The solid-state structure of 1,3-diferrocenyl-1,1,3,3-tetramethyldisiloxane (1) exhibits
significant differences between the pure crystal and the cocrystal with ferrocene. The
structure of (1) shows that the two silicon atoms have eclipsed constituents when viewed
along the Si−O−Si linkage. The structure of 1,3-diferrocenyl-1,1,3,3-tetramethyldisiloxane·ferrocene (2) indicates that the siloxane now exhibits a staggered conformation when viewed
along the Si−O−Si linkage. To understand the origin of these differences, a nonempirical
study of the energetics of very large clusters, as models of the solid state, was undertaken.
PRDDO/M calculations of the relative energetics of the two different conformers of 1 show
that methyl−methyl steric interactions dominate the conformational energetics and that
the monomer is ∼5 kcal/mol more stable in the staggered form found in the cocrystal.
However, a detailed analysis of intermolecular interactions in the pure- and cocrystals
demonstrate that intermolecular interactions are more favorable in the pure crystal than
in the cocrystal, resulting in the high-energy eclipsed form of the monomer being stabilized.

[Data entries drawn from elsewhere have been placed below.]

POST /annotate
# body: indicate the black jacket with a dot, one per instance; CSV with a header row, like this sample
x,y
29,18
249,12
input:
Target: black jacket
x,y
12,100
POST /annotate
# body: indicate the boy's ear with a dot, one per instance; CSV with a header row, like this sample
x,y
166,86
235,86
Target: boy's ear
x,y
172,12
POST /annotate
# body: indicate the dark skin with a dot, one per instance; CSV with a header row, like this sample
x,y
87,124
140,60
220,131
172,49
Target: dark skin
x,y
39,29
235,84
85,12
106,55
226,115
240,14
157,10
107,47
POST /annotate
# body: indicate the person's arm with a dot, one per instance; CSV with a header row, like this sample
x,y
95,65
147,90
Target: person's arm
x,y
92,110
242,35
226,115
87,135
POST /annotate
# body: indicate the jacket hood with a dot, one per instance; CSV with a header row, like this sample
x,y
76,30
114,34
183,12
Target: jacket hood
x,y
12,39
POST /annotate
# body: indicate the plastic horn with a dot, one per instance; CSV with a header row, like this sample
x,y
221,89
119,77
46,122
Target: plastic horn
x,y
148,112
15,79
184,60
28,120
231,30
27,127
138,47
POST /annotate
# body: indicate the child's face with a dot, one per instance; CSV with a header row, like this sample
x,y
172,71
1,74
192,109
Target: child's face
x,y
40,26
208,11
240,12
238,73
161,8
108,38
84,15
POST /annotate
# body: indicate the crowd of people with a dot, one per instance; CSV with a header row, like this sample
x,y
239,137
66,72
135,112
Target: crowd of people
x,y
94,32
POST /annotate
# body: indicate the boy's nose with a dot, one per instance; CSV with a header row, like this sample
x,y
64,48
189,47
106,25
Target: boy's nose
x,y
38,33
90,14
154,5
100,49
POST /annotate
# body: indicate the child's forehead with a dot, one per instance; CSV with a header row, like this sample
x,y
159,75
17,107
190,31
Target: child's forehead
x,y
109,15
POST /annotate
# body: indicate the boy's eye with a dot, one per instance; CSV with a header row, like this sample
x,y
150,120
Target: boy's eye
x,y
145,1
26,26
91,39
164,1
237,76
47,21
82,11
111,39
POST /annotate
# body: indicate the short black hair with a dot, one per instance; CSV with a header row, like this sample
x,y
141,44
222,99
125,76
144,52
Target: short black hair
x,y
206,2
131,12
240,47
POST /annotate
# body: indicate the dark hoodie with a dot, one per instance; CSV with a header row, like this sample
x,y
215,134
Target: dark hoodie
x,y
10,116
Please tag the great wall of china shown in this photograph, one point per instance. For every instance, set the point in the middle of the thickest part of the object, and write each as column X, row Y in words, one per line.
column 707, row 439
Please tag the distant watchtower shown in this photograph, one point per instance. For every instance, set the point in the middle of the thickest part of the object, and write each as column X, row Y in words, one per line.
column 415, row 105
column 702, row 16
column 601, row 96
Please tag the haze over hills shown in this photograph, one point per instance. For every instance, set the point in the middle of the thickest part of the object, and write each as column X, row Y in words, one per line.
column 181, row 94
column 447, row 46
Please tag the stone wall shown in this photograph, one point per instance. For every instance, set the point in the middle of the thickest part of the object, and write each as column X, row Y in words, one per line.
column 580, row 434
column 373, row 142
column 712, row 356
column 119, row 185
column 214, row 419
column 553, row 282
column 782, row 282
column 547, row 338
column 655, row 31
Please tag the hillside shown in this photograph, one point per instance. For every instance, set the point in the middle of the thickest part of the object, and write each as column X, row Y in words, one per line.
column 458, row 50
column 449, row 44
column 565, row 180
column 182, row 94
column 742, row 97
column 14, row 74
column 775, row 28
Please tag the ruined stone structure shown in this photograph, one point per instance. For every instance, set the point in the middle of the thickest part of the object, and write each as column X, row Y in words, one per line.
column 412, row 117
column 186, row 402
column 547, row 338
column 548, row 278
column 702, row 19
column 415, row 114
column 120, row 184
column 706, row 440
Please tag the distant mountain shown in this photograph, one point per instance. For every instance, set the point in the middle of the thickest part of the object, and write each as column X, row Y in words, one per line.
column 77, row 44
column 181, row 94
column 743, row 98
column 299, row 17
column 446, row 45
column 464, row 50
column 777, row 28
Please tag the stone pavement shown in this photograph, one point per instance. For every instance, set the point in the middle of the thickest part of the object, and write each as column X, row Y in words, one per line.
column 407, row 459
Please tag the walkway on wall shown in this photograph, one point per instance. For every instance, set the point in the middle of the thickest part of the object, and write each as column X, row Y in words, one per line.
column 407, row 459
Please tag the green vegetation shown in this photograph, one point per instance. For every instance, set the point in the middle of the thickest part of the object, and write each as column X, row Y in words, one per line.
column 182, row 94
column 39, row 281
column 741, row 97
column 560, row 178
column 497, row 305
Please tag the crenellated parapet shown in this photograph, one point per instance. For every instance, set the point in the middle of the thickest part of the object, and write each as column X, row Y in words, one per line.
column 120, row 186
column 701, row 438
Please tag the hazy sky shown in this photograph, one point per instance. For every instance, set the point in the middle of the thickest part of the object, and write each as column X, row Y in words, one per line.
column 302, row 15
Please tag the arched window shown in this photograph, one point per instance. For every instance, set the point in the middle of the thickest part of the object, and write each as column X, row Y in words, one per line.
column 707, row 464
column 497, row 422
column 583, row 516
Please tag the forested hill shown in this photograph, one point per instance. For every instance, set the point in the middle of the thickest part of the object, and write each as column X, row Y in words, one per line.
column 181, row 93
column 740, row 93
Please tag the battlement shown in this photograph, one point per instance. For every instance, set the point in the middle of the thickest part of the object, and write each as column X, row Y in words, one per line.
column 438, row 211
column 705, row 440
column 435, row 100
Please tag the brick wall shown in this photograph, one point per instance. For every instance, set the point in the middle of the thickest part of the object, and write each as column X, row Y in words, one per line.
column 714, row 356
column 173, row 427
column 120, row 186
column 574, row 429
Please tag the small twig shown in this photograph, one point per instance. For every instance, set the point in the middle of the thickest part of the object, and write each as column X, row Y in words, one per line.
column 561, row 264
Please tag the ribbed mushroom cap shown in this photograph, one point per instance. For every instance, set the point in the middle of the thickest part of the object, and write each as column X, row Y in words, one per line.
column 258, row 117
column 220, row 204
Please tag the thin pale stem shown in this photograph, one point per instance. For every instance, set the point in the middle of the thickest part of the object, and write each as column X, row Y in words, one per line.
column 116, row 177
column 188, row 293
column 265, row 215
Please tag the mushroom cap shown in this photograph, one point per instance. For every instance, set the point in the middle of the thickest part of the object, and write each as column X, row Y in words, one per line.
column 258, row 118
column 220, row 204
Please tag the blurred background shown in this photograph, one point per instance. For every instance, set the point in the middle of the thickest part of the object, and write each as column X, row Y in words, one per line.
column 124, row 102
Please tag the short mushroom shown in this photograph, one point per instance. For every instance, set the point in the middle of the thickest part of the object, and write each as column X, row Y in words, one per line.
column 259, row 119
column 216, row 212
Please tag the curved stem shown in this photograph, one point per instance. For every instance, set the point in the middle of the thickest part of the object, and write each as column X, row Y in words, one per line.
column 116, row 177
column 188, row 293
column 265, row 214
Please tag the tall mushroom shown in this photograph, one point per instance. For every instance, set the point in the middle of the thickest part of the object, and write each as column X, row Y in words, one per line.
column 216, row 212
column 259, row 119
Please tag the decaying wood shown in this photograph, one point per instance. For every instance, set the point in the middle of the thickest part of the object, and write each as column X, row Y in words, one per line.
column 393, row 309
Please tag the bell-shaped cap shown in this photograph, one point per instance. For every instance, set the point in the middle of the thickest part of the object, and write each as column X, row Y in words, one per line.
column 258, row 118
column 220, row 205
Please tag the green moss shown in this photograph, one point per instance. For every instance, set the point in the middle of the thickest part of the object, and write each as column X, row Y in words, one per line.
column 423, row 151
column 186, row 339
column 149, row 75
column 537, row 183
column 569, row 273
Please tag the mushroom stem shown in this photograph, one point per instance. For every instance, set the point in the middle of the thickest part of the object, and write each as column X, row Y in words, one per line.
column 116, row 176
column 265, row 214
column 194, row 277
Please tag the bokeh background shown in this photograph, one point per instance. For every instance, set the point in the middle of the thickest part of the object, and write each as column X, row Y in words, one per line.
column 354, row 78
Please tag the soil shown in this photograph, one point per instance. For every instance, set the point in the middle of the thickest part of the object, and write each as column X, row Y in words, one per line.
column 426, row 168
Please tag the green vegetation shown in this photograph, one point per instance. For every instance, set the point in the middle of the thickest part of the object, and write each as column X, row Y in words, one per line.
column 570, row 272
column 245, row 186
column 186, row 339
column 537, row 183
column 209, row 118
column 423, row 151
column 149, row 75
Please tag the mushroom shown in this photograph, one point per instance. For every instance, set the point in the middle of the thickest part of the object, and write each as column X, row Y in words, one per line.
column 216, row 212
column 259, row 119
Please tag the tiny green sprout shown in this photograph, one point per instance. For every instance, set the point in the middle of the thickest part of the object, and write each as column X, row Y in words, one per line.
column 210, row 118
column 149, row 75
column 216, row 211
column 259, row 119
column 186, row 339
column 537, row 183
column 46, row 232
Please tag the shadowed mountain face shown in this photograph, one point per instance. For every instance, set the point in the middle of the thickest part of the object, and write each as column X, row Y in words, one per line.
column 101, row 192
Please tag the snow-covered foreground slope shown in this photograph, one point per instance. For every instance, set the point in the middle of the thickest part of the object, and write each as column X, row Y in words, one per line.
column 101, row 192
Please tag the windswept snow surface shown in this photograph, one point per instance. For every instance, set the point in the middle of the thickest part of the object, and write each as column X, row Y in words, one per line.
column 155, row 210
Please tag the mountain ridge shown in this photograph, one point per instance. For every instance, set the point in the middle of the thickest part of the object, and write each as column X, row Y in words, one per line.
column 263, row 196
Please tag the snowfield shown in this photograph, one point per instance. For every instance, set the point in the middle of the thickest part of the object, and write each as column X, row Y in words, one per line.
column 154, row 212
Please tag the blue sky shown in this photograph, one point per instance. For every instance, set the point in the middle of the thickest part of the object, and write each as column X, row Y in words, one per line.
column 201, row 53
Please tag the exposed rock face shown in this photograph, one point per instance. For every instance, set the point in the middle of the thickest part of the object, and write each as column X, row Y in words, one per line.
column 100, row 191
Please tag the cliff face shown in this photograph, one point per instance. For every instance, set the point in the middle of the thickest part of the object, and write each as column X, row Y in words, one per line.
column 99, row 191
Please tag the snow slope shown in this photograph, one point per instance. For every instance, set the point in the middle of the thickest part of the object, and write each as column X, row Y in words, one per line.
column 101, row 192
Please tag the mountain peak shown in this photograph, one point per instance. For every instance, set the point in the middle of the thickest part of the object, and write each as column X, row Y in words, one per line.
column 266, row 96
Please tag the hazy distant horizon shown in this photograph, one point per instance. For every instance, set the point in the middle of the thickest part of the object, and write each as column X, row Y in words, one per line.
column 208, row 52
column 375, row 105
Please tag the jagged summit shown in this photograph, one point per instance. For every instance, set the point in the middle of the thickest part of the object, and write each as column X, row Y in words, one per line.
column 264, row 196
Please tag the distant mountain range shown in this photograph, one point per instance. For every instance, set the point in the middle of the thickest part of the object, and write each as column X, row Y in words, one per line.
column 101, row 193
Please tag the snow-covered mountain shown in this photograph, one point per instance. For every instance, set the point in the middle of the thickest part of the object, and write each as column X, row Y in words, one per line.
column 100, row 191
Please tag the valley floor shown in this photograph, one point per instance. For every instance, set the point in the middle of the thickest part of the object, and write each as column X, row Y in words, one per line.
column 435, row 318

The importance of intermolecular interactions are evaluated by calculating insertion energies
of a central monomer into large clusters of molecules derived from the full lattice. The role
of specific intermolecular interactions, such as ferrocene−ferrocene, ferrocene−tetramethyldisiloxane, etc., are also investigated by a similar procedure, in which either the bridge or
the ferrocene components of the lattice are removed. We find that the stabilization of the
eclipsed form of the monomer in the pure crystal is due dominantly to intermolecular
interactions between the tetramethyldisiloxane bridges and the neighboring ferrocenes.